The growing demand for cancer care, combined with increasingly complex treatments, a shrinking workforce and rising costs, now constitutes “a crisis” for the field, according to a new report from the Institute of Medicine (IOM).
Although the IOM report cited many deficiencies, one statement summed up its key conclusions: “[Cancer] care often is not patient-centered; many patients do not receive palliative care to manage their symptoms and side effects from treatment; and decisions about care often are not based on the latest scientific evidence,” the report stated.
Matthew Farber, the director of provider economics and public policy at the Association of Community Cancer Centers (ACCC), commented that “none of the problems or solutions listed in the report are incredibly shocking,” but the study nevertheless “is a call to arms.”
The report proposes a conceptual framework for making improvements, outlines 10 goals and issues several recommendations (Table). Tom Smith, MD, one of the report’s authors, and an oncologist and the director of palliative care at John Hopkins’ Sidney Kimmel Comprehensive Cancer Center in Baltimore, said the following recommendations may make the most impact: that patients have written care plans; that clinicians provide detailed information to patients about benefits, risks and costs of treatment; and that any seriously ill patient has access to palliative care alongside usual oncology care.

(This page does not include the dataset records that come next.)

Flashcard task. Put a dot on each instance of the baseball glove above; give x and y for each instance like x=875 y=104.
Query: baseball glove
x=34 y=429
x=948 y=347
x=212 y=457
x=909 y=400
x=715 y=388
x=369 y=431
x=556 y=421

“Palliative care is the home run of American medicine,” Dr. Smith said. “First, people have better symptom management and quality of life. Second, people have fewer hospital days and hospitalizations at the end of life. Third base is people live at least as long, if not longer, with both hospice and palliative care. And fourth, it is care that we can actually afford.”
Removing reimbursement barriers to team-based care also is sorely needed, the IOM report noted. Some insurance companies do not pay for a patient to see more than one physician per day, when oftentimes the ideal is to meet with a team of caregivers. Dr. Smith said new care models may remedy this, including bundled payments, accountable care organizations and oncology patient-centered medical homes.
To align clinical trial populations with those most commonly seen in a community clinic, the IOM recommends rewarding companies with a six-month patent extension when they conduct drug trials in older patients or individuals with multiple comorbidities. This is a tool used to encourage trials in pediatric populations.
Another important recommendation is for payers to implement payment models that incentivize discussions about clinical options, cost of care and end-of-life care issues. Robert Arnold, MD, the chief of palliative care and medical ethics at the University of Pittsburgh School of Medicine, says physicians who have end-of-life care discussions currently bill their time under general counseling Current Procedural Terminology, or CPT, codes. He thinks having specific CPT codes for an end-of-life conversation will help. “It’s an uncomfortable conversation and it’s a financial loser, so everything is against it,” Dr. Arnold said. “I think if you tell doctors we support it [by having a specific code], the symbolism is really important. It says, ‘this is something from a societal point of view that we want you to do.’”
According to Virginia Vaitones, MSW, the president of the ACCC, educating patients about all aspects of chemotherapy treatment takes at least an hour. It is not reimbursable if undertaken by nurses and only partially reimbursable when done by doctors. She thinks having more thorough discussions up front will save money in the long run, and she sees the new codes coming to fruition within the next five years. A precedent for having specialized consultation codes has been set—an existing diabetes management code can be used as an example.
Many clinicians hope the report’s focus on patient-centered care will encourage research in this area. Current clinical trials are rarely designed to provide information to a patient who is going to live with treatment-related side effects and long-term sequelae. “The older oncology literature is really focused on things like survival and recurrence,” said Benjamin Smith, MD, an oncologist at University of Texas MD Anderson Cancer Center in Houston. “Those are helpful, but they don’t tell the whole story of the way a patient experiences an illness.”
Dr. Smith, who also is a health services researcher, believes the IOM report will make waves. “I think IOM reports carry quite a bit of weight,” he said. As evidence, he pointed to a 1999 IOM report that concluded the gaps in cancer care need further study. “There has been a dramatic proliferation of cancer-related health services research between the time that report was published and the present day,” he said. “Given there is a historical precedent, I am hopeful that this IOM report will have an impact.”